Richmond is a good Atlantic 10 team. Terry Allen and Marshall Wood are high-major big men, Shawn’Dre Jones is a jitterbug at the point and Chris Mooney runs a Princeton-esque system that is very difficult to prepare for without a day in-between games. So it’s not really surprising that the Spiders gave Cal a fight.

But 94 points?

On the heels of giving up 44 points in the second half against the offensively-challenged Aztecs?

That’s a problem, one that I’m sure that Cuonzo Martin is going to address this week in practice. Martin has managed to put together a roster that is build for small-ball, with four talented perimeter players surrounding a first round pick in the post. But that’s not the style that he’s known for. Martin played his college ball at Purdue in the Gene Keady days. He cut his teeth as a head coach at Missouri State in the Missouri Valley. His team’s at Tennessee were known for being tough and physical defensively.

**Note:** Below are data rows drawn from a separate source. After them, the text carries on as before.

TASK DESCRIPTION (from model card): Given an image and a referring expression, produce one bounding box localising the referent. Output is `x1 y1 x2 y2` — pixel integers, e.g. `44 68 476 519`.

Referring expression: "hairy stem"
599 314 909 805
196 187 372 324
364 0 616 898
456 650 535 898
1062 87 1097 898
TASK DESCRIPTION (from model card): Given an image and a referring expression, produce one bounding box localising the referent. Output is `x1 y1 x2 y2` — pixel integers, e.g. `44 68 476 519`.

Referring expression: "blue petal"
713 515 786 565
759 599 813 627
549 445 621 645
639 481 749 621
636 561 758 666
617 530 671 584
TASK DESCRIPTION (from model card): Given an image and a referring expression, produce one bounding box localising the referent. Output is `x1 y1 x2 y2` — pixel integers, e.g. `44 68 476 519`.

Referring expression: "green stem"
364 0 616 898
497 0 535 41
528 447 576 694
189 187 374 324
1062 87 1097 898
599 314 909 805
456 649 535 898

That’s how Martin coaches, which is part of the reason Cal had such hype entering the year.

The talents of Tyrone Wallace, Jaylen Brown, Ivan Rabb, Jabari Bird and Jordan Mathews on a team with a coach that gets teams to defend the way Martin does? It’s no surprise that pundits would be optimistic.

But as of now, they have some work to do defensively if they want to live up to that hype.